Но странная была встреча ее с Соней!
— Несчастный она человек! — говорила нередко про сестру Катерина Федоровна, сама как-то органически неспособная к зависти.
Катерина Федоровна не разбиралась никогда в чужих туалетах, да и о своем не привыкла заботиться. В Соне ее всегда поражало удивительное знание, что носят, чего не носят; поражало, как она оценивает чужие туалеты. «Ты почем знаешь, что либерти[184]
стоит столько-то, а вуаль столько-то?.. У самой ничего нет, а разбирает…» Соня также знала все тайны соседей во дворе: кто с кем живет, кто кому изменяет, кто сколько получает и как живут… Катерина Федоровна через пять лет не свела ни одного знакомства, как будто этот, густо заселенный небогатыми людьми двор был, в сущности, необитаемым островом… И удивляло еще Катерину Федоровну то, что Соня про всех говорила дурно.
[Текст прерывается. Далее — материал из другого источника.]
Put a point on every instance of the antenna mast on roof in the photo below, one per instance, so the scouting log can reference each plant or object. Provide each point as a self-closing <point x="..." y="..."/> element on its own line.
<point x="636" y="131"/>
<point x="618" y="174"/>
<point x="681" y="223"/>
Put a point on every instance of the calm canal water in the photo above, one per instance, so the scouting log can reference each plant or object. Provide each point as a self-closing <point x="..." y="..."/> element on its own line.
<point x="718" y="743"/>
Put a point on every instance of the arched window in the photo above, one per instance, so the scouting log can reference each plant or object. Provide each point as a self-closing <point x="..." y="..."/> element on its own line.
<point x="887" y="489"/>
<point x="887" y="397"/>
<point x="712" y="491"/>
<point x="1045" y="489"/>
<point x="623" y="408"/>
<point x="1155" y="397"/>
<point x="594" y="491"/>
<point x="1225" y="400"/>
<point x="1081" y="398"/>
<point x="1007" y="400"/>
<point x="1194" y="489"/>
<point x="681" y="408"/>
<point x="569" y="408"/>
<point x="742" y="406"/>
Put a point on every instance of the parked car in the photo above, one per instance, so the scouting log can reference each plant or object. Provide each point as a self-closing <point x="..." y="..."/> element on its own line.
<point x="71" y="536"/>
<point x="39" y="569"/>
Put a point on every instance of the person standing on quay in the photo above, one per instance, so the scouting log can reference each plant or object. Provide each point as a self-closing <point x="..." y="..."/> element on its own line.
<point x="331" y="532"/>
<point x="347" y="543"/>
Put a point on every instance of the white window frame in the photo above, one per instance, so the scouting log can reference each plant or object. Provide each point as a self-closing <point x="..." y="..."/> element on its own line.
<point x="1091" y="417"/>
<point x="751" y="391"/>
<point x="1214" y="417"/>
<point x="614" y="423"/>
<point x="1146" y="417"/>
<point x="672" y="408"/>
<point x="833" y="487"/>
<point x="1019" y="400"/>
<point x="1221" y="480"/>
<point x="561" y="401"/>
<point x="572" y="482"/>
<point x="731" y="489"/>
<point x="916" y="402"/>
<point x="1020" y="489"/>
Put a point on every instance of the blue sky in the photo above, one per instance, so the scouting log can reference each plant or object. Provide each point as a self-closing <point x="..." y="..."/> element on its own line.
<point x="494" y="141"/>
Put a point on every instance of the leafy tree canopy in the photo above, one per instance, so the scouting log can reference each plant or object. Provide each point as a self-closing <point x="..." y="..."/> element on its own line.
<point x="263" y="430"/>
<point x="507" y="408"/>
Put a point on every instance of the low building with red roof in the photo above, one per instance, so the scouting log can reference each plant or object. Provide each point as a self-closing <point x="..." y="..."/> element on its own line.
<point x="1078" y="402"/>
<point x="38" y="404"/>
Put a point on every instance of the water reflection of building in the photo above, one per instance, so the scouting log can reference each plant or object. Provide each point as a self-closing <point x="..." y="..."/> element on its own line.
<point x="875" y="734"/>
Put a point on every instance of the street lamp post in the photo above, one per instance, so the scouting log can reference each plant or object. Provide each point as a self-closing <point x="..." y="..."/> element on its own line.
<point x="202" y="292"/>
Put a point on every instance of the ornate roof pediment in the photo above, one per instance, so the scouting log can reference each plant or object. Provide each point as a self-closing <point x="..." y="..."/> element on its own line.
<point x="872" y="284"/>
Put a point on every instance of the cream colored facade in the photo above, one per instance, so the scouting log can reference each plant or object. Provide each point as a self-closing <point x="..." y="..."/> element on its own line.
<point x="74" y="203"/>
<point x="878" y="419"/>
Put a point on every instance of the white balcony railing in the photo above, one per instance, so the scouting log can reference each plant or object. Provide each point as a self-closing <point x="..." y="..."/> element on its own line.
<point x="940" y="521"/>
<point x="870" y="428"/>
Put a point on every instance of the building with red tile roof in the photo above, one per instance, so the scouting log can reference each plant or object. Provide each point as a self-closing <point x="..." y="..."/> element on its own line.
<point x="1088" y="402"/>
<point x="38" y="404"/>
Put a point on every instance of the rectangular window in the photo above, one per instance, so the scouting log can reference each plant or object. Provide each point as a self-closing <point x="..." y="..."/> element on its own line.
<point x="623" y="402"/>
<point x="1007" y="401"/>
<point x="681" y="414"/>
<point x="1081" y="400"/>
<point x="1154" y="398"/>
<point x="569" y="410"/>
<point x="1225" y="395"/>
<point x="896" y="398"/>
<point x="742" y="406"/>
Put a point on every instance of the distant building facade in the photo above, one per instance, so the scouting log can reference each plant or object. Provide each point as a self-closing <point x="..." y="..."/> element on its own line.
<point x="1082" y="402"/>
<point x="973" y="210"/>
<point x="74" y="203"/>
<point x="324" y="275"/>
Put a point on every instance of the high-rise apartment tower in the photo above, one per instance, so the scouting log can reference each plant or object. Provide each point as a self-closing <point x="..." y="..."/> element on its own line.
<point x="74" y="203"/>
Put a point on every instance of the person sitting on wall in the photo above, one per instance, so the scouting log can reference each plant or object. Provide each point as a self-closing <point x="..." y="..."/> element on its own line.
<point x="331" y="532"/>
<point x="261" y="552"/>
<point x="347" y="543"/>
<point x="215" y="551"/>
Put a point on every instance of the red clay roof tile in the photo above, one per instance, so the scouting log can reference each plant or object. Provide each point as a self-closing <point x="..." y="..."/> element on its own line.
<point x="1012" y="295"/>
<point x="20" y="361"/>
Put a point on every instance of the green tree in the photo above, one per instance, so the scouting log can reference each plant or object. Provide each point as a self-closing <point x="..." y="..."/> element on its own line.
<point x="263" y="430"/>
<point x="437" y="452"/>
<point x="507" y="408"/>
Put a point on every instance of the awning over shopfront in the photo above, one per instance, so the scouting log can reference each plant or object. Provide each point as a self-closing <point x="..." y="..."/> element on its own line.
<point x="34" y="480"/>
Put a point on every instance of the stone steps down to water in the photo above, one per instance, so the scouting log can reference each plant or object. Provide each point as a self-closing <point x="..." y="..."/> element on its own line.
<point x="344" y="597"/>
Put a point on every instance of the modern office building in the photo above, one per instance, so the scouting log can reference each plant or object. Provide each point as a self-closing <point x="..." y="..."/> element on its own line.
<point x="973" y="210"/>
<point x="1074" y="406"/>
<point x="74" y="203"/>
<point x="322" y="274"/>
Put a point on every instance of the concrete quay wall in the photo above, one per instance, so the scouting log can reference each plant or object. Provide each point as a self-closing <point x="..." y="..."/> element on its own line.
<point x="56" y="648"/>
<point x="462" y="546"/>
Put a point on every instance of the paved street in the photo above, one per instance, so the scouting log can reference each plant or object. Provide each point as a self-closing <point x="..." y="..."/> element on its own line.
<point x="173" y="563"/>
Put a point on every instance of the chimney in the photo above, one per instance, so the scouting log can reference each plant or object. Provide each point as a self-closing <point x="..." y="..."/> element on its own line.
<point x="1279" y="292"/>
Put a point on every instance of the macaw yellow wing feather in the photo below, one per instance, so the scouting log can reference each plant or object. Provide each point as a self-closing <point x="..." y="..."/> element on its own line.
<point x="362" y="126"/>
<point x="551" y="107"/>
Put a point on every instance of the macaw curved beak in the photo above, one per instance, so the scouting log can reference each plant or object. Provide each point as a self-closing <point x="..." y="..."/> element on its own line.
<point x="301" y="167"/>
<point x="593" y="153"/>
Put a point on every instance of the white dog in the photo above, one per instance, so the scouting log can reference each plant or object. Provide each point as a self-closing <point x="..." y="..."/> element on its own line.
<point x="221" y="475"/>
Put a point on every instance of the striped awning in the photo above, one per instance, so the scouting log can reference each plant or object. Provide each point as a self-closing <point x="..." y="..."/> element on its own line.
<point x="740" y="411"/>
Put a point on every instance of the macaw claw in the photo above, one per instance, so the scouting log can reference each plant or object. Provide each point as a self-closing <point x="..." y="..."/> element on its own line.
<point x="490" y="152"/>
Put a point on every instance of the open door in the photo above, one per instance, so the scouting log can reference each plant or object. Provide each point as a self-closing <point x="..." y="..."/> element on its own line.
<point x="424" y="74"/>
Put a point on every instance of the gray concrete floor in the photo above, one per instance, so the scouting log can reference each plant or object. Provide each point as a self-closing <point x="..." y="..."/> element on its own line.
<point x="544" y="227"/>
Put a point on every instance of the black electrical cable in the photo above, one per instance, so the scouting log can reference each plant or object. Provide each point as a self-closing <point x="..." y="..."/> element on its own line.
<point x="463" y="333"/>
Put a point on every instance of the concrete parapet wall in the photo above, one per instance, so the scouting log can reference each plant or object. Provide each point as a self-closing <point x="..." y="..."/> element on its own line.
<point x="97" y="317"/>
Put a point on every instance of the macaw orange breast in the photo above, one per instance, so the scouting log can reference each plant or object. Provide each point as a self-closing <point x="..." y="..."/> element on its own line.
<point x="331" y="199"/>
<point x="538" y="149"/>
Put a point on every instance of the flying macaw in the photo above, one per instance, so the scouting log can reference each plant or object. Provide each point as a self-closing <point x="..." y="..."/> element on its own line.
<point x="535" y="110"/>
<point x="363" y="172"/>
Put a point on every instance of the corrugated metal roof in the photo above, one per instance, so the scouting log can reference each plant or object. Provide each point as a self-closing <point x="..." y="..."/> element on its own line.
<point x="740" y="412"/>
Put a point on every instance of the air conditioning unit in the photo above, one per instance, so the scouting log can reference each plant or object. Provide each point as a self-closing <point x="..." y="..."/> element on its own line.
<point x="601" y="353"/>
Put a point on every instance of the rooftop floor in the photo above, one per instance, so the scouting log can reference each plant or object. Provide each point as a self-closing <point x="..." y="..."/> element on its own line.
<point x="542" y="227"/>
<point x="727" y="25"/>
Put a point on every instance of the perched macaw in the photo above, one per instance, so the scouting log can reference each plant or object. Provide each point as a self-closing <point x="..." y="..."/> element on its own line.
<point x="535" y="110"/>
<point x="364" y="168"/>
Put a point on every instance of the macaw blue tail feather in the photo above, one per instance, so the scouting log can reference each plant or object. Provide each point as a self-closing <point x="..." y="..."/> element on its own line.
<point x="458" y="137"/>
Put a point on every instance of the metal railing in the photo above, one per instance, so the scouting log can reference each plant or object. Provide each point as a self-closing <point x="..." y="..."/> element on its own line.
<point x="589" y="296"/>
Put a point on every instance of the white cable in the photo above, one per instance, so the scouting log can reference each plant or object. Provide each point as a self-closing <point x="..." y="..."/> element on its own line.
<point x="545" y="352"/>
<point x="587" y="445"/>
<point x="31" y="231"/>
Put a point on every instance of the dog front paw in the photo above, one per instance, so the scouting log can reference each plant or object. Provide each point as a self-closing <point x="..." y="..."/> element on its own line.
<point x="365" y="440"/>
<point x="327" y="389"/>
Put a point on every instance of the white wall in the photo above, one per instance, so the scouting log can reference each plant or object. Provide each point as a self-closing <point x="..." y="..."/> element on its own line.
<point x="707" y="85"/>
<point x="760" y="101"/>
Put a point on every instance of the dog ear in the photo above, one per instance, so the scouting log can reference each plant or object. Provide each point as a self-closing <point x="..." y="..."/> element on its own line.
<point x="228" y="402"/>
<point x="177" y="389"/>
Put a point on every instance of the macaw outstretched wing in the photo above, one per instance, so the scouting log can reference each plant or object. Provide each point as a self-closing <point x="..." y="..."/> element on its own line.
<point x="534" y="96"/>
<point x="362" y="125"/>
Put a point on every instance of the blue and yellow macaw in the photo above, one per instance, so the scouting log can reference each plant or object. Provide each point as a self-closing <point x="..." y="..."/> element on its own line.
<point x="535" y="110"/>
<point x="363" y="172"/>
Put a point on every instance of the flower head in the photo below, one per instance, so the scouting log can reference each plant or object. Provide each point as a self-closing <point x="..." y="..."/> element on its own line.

Для Конкиной у нее, кроме насмешки, не было ничего на устах. И насмешки озлобленной, как будто та кровно обидела Соню; как будто этой Соне самой было не восемнадцать лет, а целых тридцать пять… О Засецкой Соня отзывалась с большим снисхождением… Она признавала ее красоту и изящество. Она в душе оправдывала ее за то, что та живет со стариком… «Все лучше, чем уроки давать!.. И я поступила бы так же…» Если Соне указывали на молодую, влюбленную пару, она скептически смеялась: «Ну да!.. Через полгода либо он ей, либо она ему изменит… Хороша любовь!.. Да и за что ее любить? Наверное, он на деньги польстился…» Она не верила ни в чью добродетель, ни в чье бескорыстие… Тобольцев поражался, как мало, в сущности, у Сони «молодости»!.. Есть интерес к новым лицам, но нет истинной любви ни к людям, ни к сестре, ни к матери. Есть огромная жажда наслаждения, но нет свойственной юности веры в эту жизнь. Более того: какой-то холодный пессимизм отравлял миросозерцание Сони. А главное, нет веры в человека! И нет ни искры того дивного энтузиазма, какой загорается в юной душе от встречи, от слова, от книги… Соня любила животных и детей, но только красивых, хорошо одетых. Она жалела нищих и готова была им все отдать, даже рубашку с своего плеча. Но это была не деятельная, а пассивная любовь. Ни для кого не стала бы она трудиться, хлопотать, жертвовать собой… А главное, это чувство тяжелой, жгучей зависти к чужой доле и упорное нежелание признать чужое превосходство… Если ей говорили про другую: «Это талант! Для таланта икая мерка. Нечего негодовать на неравенство!», она возражала: «Вот еще! Я возмущаюсь несправедливостью судьбы. Почему одной все, а другим ничего?»